I am always disappointed by the media coverage on my research area. It forever seems to misrepresent this and forgets to mention that and raises a wrong impression about something. Ask the science journalist and they'll tell you they have to make concessions in accuracy to match the knowledge level of the average reader. The scientist will argue that if the accuracy is too low there's no knowledge to be transferred at all, and that a little knowledge is worse than no knowledge at all. Then the journalist will talk about the need to sell and point to capitalism executed by their editor. In the end everybody is unhappy: The scientists because they're being misrepresented, the journalist because they feel misunderstood, and the editor because they are being blamed for everything.We can summarize the problem in this graph:
The black curve is the readership as a function of accuracy. Total knowledge transfer is roughly the amount of readers times the information conveyed. An article with very little information might have a large target group, but not much educational value. An article with very much information will be read by few people. The sweet spot, the maximum of the total knowledge transfer as a function of accuracy, lies somewhere in the middle. Problem is that scientists and journalists tend to disagree about where the sweet spot lies.

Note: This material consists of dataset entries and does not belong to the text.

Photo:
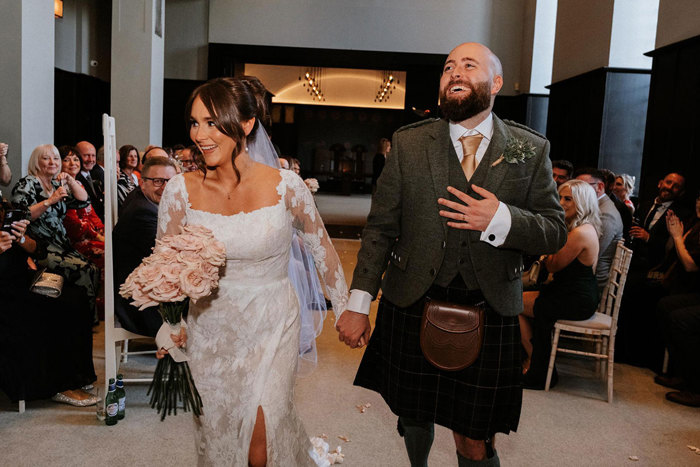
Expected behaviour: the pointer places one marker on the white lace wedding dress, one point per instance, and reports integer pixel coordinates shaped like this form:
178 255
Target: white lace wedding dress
243 340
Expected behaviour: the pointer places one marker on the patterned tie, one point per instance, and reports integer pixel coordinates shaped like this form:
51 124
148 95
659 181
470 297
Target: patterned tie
469 146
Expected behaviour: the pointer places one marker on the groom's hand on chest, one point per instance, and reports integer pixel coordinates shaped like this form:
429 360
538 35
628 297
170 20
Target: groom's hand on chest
471 213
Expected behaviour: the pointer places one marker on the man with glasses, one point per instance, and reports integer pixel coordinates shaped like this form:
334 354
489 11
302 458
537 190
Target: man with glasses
134 236
611 223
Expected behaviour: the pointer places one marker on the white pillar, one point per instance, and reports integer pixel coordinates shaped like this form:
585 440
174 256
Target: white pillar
137 71
26 79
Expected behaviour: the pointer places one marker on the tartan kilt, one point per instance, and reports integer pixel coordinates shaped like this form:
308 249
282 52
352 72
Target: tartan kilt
476 402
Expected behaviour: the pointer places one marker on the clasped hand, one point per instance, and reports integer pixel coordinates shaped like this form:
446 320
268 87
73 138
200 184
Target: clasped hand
353 329
474 214
178 340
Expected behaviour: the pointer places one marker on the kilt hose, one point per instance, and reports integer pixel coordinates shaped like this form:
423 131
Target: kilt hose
476 402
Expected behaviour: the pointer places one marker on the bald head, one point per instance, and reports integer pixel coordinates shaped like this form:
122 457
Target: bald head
471 78
87 154
480 50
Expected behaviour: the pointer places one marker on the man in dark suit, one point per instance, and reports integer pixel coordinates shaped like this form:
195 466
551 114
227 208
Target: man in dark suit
134 237
92 176
610 220
651 232
467 251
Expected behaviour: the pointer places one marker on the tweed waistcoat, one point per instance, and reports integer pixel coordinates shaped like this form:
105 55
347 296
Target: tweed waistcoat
457 250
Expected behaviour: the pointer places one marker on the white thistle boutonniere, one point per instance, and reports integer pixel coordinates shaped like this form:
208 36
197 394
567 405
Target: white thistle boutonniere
518 150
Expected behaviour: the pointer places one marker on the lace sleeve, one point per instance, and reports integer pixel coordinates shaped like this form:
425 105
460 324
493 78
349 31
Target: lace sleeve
172 210
308 223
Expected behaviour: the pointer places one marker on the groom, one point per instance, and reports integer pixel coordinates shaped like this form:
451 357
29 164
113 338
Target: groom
459 202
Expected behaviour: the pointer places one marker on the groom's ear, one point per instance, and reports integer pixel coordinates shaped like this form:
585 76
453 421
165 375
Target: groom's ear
497 84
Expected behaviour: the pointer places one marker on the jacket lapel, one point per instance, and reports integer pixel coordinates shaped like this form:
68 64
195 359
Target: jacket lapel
492 161
438 150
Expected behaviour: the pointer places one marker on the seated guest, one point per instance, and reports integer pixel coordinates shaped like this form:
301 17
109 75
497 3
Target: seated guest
625 214
188 158
681 325
624 189
650 232
45 343
128 165
92 176
48 194
573 294
85 230
153 151
5 172
562 171
610 220
134 236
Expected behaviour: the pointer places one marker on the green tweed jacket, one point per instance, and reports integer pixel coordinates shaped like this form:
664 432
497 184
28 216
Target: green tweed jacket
405 237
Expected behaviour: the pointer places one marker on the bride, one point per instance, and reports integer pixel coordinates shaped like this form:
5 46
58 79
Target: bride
243 340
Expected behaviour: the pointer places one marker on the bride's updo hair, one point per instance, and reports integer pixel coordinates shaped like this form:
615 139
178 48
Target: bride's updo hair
231 101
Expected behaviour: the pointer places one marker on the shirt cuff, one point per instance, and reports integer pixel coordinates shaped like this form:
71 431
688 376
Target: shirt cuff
497 230
359 301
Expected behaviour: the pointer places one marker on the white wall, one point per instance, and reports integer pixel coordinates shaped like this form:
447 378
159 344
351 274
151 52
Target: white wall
83 35
389 25
186 39
26 79
582 40
633 33
678 20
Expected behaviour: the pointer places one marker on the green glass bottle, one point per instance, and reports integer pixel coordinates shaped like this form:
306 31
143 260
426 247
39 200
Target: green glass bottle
111 404
121 397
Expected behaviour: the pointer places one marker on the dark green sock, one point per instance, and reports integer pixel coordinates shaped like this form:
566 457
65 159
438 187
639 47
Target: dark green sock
418 437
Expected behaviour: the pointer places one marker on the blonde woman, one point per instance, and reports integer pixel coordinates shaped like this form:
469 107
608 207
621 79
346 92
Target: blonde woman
573 294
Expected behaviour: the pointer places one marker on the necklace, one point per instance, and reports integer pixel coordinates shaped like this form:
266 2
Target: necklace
49 191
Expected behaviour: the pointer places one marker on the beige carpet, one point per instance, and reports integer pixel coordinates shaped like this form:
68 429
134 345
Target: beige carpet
571 425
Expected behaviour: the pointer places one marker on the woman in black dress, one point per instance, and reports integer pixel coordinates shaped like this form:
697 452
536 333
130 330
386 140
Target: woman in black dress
573 293
34 364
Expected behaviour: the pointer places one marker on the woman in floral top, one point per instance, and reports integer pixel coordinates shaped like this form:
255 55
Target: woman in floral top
85 230
48 193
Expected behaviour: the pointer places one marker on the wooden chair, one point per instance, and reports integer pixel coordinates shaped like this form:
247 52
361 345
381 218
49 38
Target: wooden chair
116 339
602 326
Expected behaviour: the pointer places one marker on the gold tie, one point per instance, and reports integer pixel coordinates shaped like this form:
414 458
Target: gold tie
469 146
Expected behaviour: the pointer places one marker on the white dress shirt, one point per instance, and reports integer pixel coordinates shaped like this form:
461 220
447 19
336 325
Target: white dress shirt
499 226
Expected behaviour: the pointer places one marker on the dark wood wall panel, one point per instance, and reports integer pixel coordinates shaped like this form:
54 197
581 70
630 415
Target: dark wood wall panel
597 119
672 142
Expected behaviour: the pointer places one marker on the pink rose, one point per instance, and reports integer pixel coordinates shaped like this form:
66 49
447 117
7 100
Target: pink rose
189 258
167 291
149 276
195 283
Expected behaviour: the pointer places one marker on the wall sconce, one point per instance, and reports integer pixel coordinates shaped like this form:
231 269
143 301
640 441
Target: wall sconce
58 8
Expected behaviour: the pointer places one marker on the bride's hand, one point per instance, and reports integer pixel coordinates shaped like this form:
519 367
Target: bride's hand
180 341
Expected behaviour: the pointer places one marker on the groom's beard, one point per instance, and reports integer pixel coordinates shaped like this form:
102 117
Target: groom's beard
458 109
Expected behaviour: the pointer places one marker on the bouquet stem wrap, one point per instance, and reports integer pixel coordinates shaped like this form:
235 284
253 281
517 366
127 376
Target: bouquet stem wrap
172 381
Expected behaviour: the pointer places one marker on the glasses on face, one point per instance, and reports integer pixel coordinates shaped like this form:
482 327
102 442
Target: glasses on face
157 182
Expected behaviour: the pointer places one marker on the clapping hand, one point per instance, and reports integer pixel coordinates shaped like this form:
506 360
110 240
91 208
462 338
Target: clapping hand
674 225
178 340
639 232
474 214
353 329
5 241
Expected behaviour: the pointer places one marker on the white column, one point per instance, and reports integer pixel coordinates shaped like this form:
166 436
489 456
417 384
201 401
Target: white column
137 71
26 79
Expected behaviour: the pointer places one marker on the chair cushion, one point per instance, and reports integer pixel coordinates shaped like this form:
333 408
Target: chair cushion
597 321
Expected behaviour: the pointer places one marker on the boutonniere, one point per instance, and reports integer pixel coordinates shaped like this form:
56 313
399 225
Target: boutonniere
516 151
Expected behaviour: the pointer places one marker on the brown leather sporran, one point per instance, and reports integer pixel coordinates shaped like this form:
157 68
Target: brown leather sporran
451 335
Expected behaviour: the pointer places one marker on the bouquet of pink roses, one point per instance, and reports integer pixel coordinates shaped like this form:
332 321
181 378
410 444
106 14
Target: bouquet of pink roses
182 267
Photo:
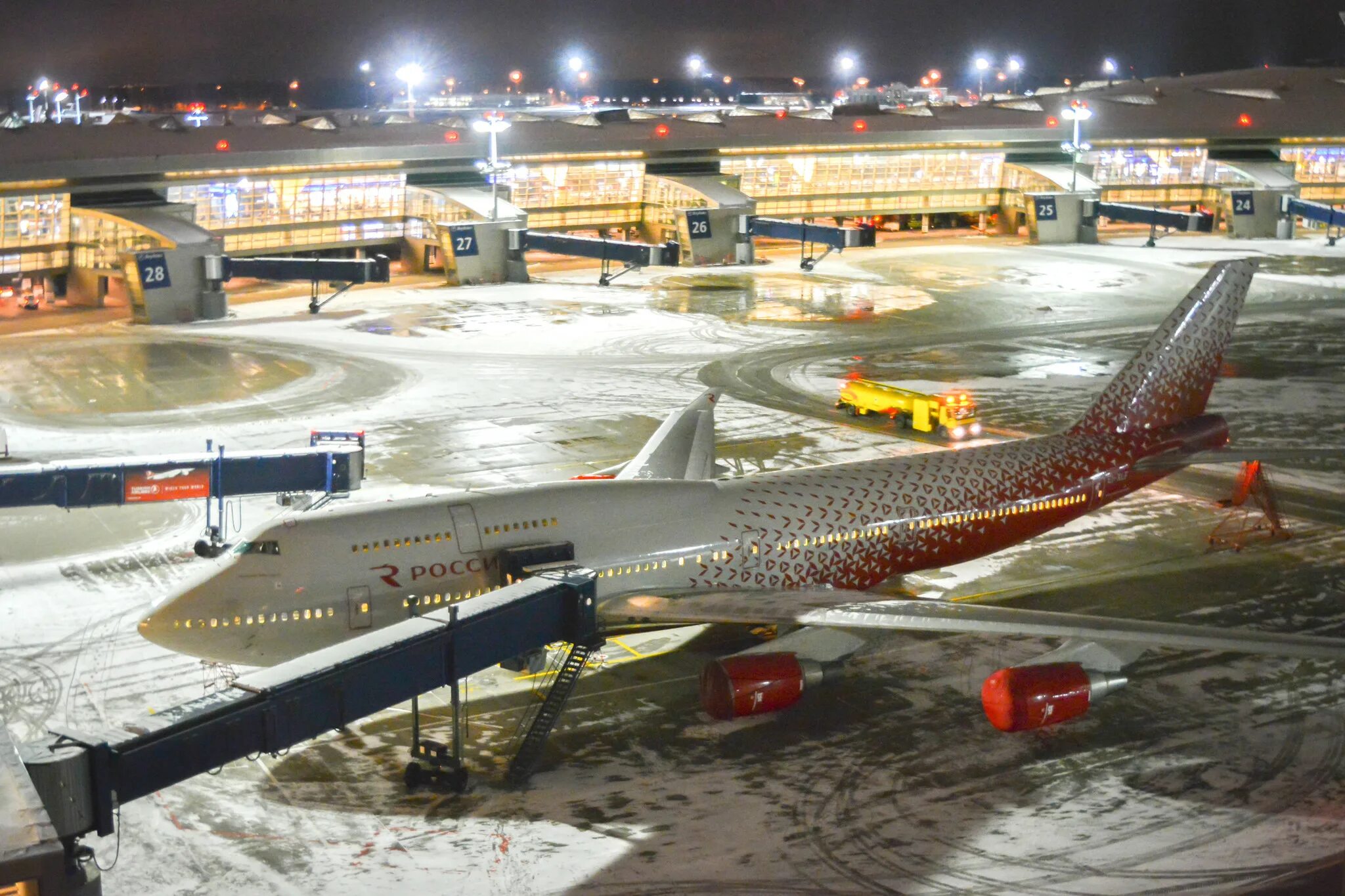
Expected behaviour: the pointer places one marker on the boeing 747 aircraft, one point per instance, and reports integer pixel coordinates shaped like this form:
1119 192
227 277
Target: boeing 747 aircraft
670 544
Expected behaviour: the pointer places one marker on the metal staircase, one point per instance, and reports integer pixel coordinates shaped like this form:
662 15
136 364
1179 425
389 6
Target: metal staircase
539 727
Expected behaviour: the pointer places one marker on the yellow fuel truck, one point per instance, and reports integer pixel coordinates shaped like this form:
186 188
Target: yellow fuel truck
951 417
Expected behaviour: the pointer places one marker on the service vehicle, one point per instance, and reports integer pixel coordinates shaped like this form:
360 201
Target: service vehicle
948 417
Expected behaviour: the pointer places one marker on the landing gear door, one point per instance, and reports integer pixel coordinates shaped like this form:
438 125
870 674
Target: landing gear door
359 613
464 528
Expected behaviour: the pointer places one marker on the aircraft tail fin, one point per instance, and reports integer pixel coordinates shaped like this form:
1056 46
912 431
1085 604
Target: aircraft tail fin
1170 378
682 448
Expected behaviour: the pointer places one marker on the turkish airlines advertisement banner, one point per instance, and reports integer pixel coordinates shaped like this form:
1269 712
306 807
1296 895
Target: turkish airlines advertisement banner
167 484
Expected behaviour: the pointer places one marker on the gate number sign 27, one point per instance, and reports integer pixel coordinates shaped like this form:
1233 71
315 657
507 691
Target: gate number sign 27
464 241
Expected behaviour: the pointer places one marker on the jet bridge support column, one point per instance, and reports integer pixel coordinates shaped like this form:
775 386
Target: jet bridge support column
1061 218
479 253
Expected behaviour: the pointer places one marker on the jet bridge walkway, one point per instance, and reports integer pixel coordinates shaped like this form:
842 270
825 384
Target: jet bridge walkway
82 777
175 477
632 255
807 234
1156 218
1319 213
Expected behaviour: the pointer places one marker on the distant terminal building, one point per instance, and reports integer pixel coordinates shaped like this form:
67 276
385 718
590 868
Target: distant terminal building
79 203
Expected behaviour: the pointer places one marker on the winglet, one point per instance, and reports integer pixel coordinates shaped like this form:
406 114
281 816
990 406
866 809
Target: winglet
1170 379
682 448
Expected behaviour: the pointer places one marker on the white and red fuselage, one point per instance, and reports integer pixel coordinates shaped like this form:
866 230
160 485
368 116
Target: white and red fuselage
327 575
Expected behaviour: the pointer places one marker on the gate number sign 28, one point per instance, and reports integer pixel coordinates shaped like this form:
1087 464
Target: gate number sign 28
154 270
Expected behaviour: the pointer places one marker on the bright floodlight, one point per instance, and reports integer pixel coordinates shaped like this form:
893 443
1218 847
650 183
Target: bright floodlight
410 73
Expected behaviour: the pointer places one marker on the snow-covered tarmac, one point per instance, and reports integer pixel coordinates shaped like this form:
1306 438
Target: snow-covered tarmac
1208 774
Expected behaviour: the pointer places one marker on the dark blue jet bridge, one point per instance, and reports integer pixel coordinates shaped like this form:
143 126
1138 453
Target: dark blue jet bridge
1320 213
630 254
332 464
85 775
341 273
808 234
1156 218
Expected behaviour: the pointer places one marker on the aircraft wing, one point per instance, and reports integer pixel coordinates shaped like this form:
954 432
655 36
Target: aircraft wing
860 610
1239 456
682 448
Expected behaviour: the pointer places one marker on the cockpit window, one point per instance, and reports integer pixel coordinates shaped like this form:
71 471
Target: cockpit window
259 547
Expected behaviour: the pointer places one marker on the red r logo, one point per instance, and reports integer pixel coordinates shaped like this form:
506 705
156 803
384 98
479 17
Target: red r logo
387 576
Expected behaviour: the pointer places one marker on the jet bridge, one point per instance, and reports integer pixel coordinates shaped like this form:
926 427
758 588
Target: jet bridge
82 777
808 234
342 273
1156 218
1319 213
631 255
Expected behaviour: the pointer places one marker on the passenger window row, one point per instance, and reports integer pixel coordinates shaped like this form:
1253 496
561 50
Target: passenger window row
284 616
514 527
403 543
1013 509
428 599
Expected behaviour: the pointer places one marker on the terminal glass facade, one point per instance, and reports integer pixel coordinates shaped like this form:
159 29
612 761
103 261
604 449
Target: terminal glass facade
97 240
290 213
864 183
1320 169
577 194
662 200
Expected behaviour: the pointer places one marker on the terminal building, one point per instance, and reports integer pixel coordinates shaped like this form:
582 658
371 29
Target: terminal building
82 206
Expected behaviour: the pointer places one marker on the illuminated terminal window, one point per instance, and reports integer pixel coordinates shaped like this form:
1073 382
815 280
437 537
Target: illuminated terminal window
935 175
261 202
575 184
38 219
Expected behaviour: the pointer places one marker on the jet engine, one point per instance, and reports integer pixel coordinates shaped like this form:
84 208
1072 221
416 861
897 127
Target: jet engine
1026 698
749 684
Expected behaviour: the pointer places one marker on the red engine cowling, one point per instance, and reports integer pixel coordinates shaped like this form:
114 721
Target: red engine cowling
755 683
1026 698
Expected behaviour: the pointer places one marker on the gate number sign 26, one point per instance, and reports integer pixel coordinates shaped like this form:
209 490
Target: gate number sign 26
464 241
698 223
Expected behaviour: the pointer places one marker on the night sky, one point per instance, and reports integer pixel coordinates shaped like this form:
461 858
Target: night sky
477 42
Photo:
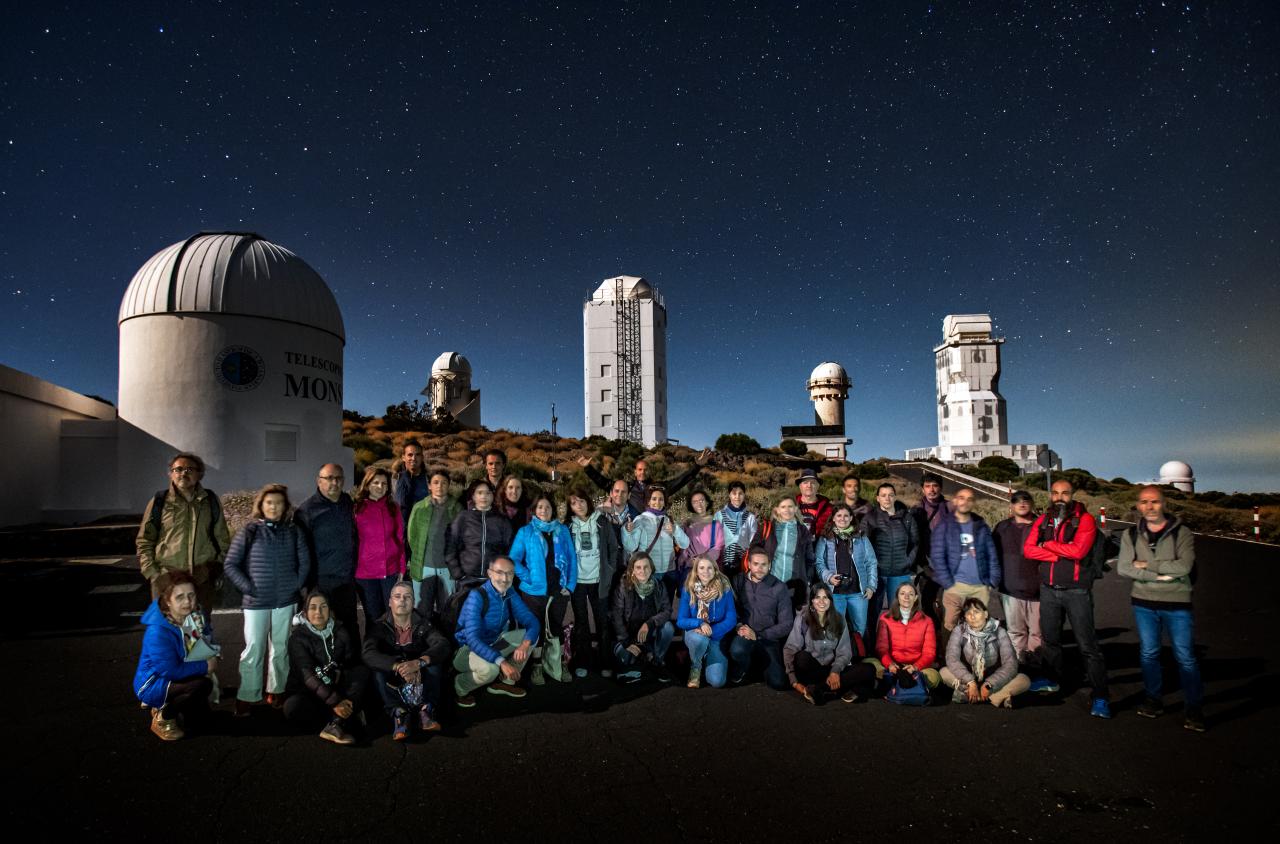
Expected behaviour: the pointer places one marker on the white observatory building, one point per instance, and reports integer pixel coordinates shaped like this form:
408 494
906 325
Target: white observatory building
828 389
231 347
972 414
625 361
449 391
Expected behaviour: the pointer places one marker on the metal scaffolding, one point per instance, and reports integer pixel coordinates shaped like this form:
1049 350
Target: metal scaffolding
630 387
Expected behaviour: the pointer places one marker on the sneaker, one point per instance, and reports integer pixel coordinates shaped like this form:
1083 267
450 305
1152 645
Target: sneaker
507 689
1043 685
1150 708
165 729
334 733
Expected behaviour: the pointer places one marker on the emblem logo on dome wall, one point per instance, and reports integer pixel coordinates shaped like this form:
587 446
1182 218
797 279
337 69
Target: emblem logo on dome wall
240 368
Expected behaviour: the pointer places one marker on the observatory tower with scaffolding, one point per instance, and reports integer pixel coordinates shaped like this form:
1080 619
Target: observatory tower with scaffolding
625 361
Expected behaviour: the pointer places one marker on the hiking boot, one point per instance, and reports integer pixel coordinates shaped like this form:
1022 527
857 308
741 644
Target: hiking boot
1150 708
334 733
507 689
165 729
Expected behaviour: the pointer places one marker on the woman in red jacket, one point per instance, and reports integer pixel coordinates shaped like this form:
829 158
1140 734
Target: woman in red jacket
905 638
379 542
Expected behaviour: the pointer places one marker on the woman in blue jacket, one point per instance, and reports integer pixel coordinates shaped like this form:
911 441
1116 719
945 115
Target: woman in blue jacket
707 615
179 656
547 568
269 562
846 562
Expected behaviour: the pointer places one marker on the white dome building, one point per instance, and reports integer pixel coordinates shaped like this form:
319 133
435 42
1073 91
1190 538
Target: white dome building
1178 475
232 347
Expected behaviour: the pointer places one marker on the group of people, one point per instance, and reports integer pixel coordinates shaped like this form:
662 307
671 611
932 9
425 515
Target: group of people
502 585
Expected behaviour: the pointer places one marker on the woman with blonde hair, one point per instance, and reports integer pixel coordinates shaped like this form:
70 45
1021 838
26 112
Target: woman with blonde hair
269 562
707 615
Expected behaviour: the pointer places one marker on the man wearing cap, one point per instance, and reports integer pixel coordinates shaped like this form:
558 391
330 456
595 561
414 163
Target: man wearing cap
1019 582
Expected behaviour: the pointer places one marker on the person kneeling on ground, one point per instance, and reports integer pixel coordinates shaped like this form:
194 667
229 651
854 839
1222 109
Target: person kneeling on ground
641 621
821 649
178 657
493 652
707 615
327 678
407 656
905 638
981 660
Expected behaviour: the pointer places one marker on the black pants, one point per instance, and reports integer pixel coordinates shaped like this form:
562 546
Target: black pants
856 676
1077 607
188 698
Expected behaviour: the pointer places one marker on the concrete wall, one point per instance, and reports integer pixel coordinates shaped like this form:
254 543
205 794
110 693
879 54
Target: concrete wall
32 414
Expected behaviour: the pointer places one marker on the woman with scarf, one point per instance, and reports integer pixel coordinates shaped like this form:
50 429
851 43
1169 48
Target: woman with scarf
656 534
981 661
641 621
739 527
846 562
269 562
379 542
327 676
705 534
707 615
513 502
547 568
823 656
598 553
786 539
179 656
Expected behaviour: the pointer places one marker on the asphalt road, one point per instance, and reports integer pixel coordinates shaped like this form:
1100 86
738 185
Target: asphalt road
597 760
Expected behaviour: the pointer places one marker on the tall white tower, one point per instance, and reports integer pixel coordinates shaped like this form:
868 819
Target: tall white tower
625 361
970 409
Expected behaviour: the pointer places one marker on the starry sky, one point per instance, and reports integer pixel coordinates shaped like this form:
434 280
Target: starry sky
801 181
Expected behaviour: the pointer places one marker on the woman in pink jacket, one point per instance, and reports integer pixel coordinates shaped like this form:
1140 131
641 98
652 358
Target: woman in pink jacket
379 542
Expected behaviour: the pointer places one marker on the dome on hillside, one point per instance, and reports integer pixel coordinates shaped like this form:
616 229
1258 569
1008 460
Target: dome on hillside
232 273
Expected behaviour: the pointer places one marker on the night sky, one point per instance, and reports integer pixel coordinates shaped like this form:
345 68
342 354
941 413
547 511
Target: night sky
803 182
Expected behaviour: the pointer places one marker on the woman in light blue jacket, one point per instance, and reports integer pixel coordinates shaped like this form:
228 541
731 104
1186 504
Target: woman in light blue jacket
846 562
547 568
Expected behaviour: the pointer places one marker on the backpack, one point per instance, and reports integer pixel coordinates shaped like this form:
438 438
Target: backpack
214 503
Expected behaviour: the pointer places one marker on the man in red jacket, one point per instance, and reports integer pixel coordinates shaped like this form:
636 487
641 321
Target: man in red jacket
1061 541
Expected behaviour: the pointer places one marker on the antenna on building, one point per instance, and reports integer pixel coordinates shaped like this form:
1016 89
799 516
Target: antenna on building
630 396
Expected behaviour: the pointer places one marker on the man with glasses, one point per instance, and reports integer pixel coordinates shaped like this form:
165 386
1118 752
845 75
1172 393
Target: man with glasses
183 529
329 520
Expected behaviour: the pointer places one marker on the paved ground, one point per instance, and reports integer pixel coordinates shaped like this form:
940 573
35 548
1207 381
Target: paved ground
654 763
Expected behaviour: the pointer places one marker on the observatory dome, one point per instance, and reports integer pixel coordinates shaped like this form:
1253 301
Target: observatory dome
232 273
451 363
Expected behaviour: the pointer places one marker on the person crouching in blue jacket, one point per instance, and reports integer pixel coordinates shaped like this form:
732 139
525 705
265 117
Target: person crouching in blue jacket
179 656
707 615
547 566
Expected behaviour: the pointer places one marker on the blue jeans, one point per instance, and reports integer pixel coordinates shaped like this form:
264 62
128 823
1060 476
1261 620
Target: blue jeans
853 608
713 652
1182 635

Scientists are on the average more pessimistic about the total amount of information that can be conveyed to begin with because they do not only believe but know that you cannot really understand their research without getting into the details, yet the details require background knowledge to appreciate. I sometimes hear that scientists wish for more accuracy because they are afraid of the criticism of their colleagues, but I think this is nonsense. Their colleagues will assume that the journalist is responsible for lack of accuracy, not the scientist. No, I think they want more accuracy because they correctly know it is important and because if one is familiar with a topic one tends to lose perspective on how difficult it once was to understand. They want, in short, an article they themselves would find interesting to read.
So it seems this tug of war is unavoidable, but let us have a look at the underlying assumptions.
To begin with I've assumed that science writers and scientists likewise want to maximize information transfer and not simply readership, which would push the sweet spot towards the end of no information at all. That's a rosy world-view disregarding the power of clicks, but in my impression it's what most science journalists actually wish for.
One big assumption is that most readers have very little knowledge about the topic, which is why the readership curve peaks towards the low accuracy end. This is not the case for other topics. Think for example of the sports section. It usually just assumes that the readers know the basic rules and moves of the games and journalists do not hesitate to comment extensively on these moves. For somebody like me, whose complete knowledge about basketball is that a ball has to go into a basket, the sports pages aren't only uninteresting but impenetrable vocabulary. However, most people seem to bring more knowledge than that and thus the journalists don't hesitate assuming it.
If we break down the readership by knowledge level, for scientific topics it will look somewhat like shown in the figure below. The higher the knowledge, the more details the reader can digest, but the fewer readers there are.
The assumption that I want to focus on here is that the accuracy of an article is a variable independent of the reader themself. This is mostly true for print media because the content is essentially static and not customizable. However, for online content it is possible to offer different levels of detail according to the reader's background. If I read popular science articles in fields I do not work in myself, I find it very annoying if they are so dumbed down that I can't make a match to the scientific literature, because technical terms and references are missing. It's not that I do not appreciate the explanation at a low technical level, because without it I wouldn't have been interested to begin with. But if I am interested in a topic, I'd like to have a guide to find out more.
So then let us look at the readership as a function of knowledge and accuracy. This makes a three-dimensional graph roughly like the one below.
If you have a fixed accuracy, the readership you get is the integral over the knowledge-axis in the direction of the white arrow. This gives you back the black curve in the first graph. However, if accuracy is adjustable to meet the knowledge level, readers can pick their sweet spot themselves, which is along the dotted line in the graph. If this match is made, then the readership is no longer dependent on the accuracy, but just depends on the number of people at any different knowledge background. The total readership you get is the sum of all those.
How much larger this total readership is than the readership in the sweet spot of fixed accuracy depends on many variables. To begin with it depends on the readers' flexibility of accepting accuracy that is either too low or too high for them. It also depends on how much they like the customization and how well that works etc. But I'm a theoretician, so let me not try to be too realistic. Instead, I want to ask how that might be possible to do.
A continuous level of accuracy will most likely remain impossible, but a system with a few layers - call them beginner, advanced, pro - would already make a big difference. One simple way towards this would be to allow the frustrated scientist whose details got scraped to add explanations and references in a way that readers can access them when they wish. This would also have the benefit of not putting more load on the journalist.
So I am cautiously hopeful: Maybe technology will one day end the eternal tug of war between scientist and science writers.